Submitted to: Transactions of the ASABE
Publication Type: Peer Reviewed Journal
Publication Acceptance Date: 12/1/2014
Publication Date: 12/1/2015
Citation: Guzman Jaimes, J.A., Shirmohammadi, A., Sadeghi, A.M., Wang, X., Chu, M.L., Jha, M.K., Parajuli, P., Harmel, R.D., Khare, Y., Hernandez, J. 2015. Uncertainty considerations in calibration and validation of hydrologic and water quality models. Transactions of the ASABE. 58(6):1745-1762.

Interpretive Summary: Hydrologic and water quality models (HWQMs) are increasingly used to support decisions on the state of various environmental issues and policy directions on present and future scenarios. Uncertainty associated with such models may impact the capacity of scientist to properly evaluate the response of complex systems leading to misguided assessments and risk management decisions. HWQMs require input data, many of which are not known with certainty and in other cases model users are not aware of sources of uncertainty. Various uncertainty assessment methods have been used with different HWQMs creating concerns to what is the more adequate approach for handling uncertainty in such models and how it can be implemented across various degrees of discretization complexities and scales. In this paper, our primary intention was to review uncertainty associated to HWQMs and to provide guidance and useful information for researchers and investigators. In this regards, our aim was also to introduce best possible approaches to quantify model uncertainties, especially during HWQM calibration and validations. More specifically, we explored the genesis of uncertainty in hydrologic and water quality modeling (i.e., spatiotemporal scales, model representation, model discretization, model parameterization), and provide strategies for assessing uncertainty in hydrologic and water quality modeling on local and global scales when interpreting the model output.

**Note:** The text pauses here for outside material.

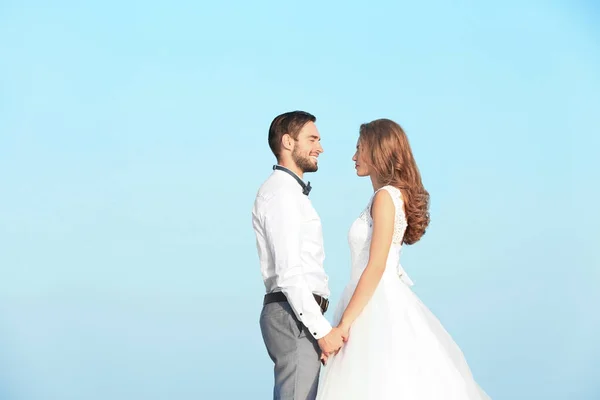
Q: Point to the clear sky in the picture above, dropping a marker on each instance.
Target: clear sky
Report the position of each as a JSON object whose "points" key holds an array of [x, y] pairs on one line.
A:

Technical Abstract: Hydrologic and water quality models (HWQMs) are increasingly used to support decisions on the state of various environmental issues and policy directions on present and future scenarios, at scales varying from watershed to continental levels. Uncertainty associated with such models may impact the capacity of the models to accurately evaluate the response of complex systems leading to misguided assessments and risk management decisions. Current well-known HWQMs contain numerous input parameters, many of which are not known with certainty and in other cases model users can hardly recognize the genesis of uncertainty. Uncertainty in data, model structure, and model parameters can propagate throughout model runs, causing the model output to substantially deviate from the expected response of the natural system. Various uncertainty assessment methods have been used with different HWQMs creating concerns to what is the more adequate approach for handling uncertainty in such models and how it can be implemented across various degrees of discretization complexities and scales. In this paper, our primary intention was to review uncertainty in the currently used HWQMs and to provide guidance and useful information for researchers and investigators. In this regards, our aim was also to introduce best possible approaches to quantify model uncertainties, especially during HWQM calibration and validations. More specifically, we explored the genesis of uncertainty in hydrologic and water quality modeling (i.e., spatiotemporal scales, model representation, model discretization, model parameterization), and provide strategies for assessing uncertainty in hydrologic and water quality modeling on local and global scales when interpreting the model output.